Follow your guide Tokotoko, an animated bunny, through Japanese shrines and city streets on a poignant exploration of Japanese culture and mythology.

 

http://www.doclab.org/2010/soul-patron/

Prison Valley 

This web doc is the result of months of investigative work by two French journalists, Dufresne and Brault, and the distillation of thousands of photographs, hours of audio and video, and an eye-watering number of statistics.

 

Prison Valley invites users to check into a room at the motel with a personal Facebook or Twitter account, and then continue the journalists’ journey into the valley. 

http://www.doclab.org/2009/prison-valley/

Man With The Movie Camera

Man With a Movie Camera: The Global Remake

is a participatory video shot by people around the world who are invited to record images interpreting the original script of Vertov’s Man With A Movie Camera and upload them to this site.

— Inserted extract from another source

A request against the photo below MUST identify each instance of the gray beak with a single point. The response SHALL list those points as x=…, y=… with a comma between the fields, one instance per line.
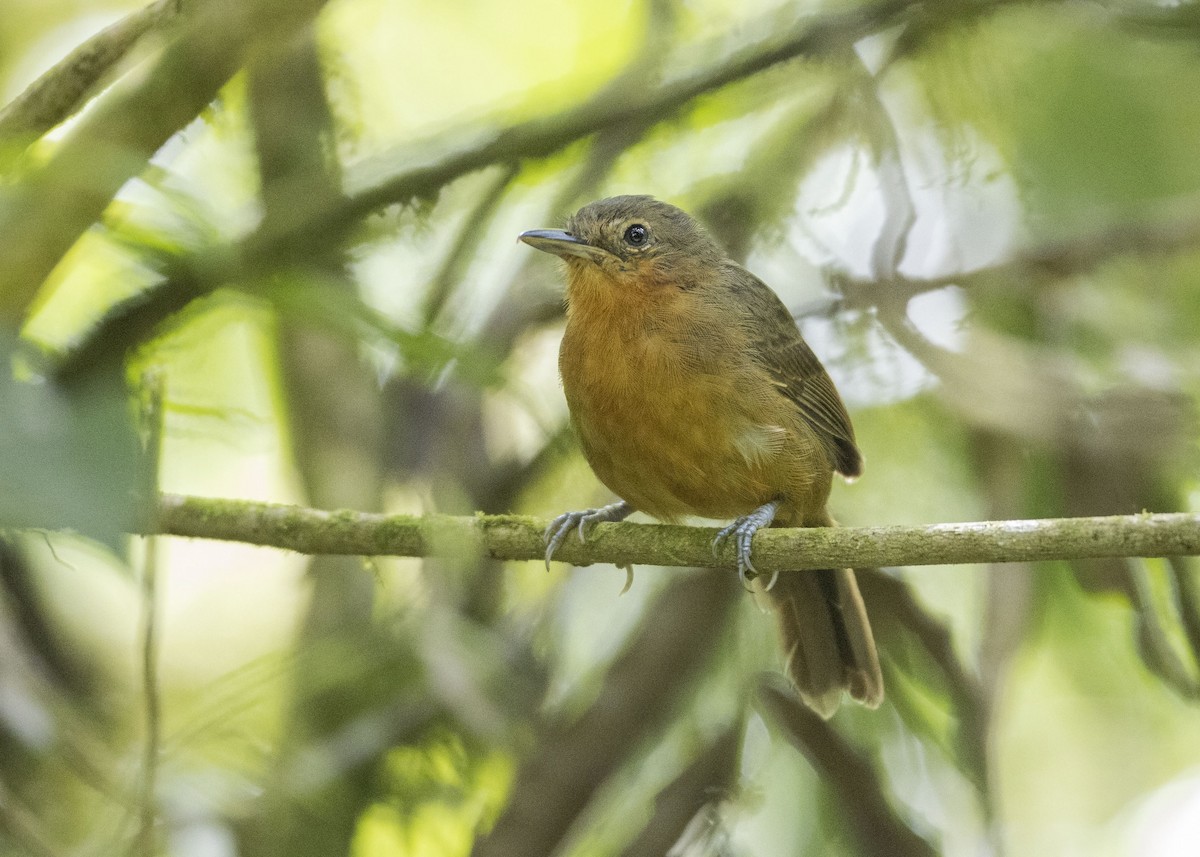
x=562, y=244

Software developed specifically for this project archives, sequences and streams the submissions as a film. Anyone can upload footage. When the work streams your contribution becomes part of a worldwide montage, in Vertov’s terms the “decoding of life as it is”.

This website contains every shot in Vertov’s 1929 film along with thumbnails representing the beginning middle and end of each shot.

 

http://dziga.perrybard.net/

 

Quipu Project

This interactive documentary provides a platform for victims of the involuntary sterilization campaigns under Peruvian President Fujimori in the 1990s.